За окном вьются густые снежные хлопья. Они кружатся, обгоняют друг друга и падают вниз. Но временами кажется, что они вовсе не падают вниз, кажется, будто они неподвижно застыли в воздухе, а вся землянка, в которой я сижу, стремительно летит вверх со столом, скамейками, нарами и крохотным окном. И мысли мои тоже летят в прошлое, обгоняя струйки дыма из моей трубки.

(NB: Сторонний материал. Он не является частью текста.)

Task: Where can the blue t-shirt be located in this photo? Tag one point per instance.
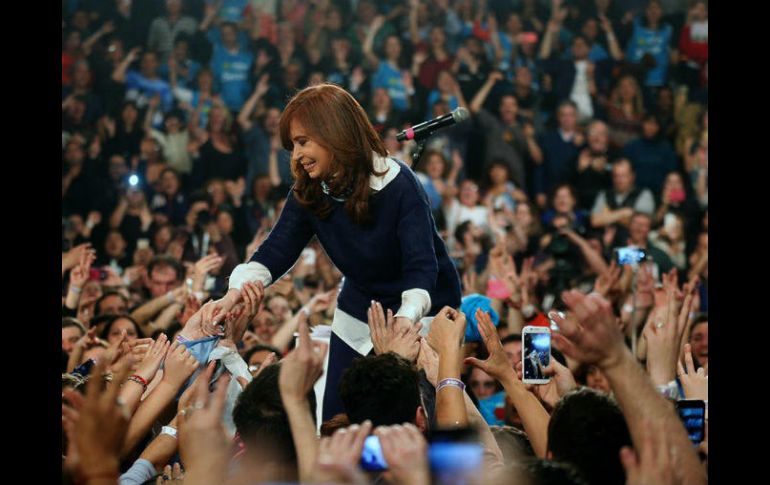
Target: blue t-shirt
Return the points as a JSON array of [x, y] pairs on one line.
[[654, 42], [231, 73], [232, 10], [149, 88], [184, 81], [389, 77]]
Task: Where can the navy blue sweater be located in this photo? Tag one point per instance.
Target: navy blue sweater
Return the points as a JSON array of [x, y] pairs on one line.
[[400, 250]]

В тот день была очень хорошая и ясная погода, и со стороны леса пахло земляникой. Она всегда растет на опушке леса и вокруг старых пней.

Суоелускунтовцы вышли из лесу и задержались на опушке, чтобы поесть земляники. А тот, кого они вели, стоял и ждал, пока они лакомились. Я не мог сразу узнать, кто это такой, но не все ли мне было равно? Меня он мало интересовал. Каждый по-своему расплачивался за свои дела.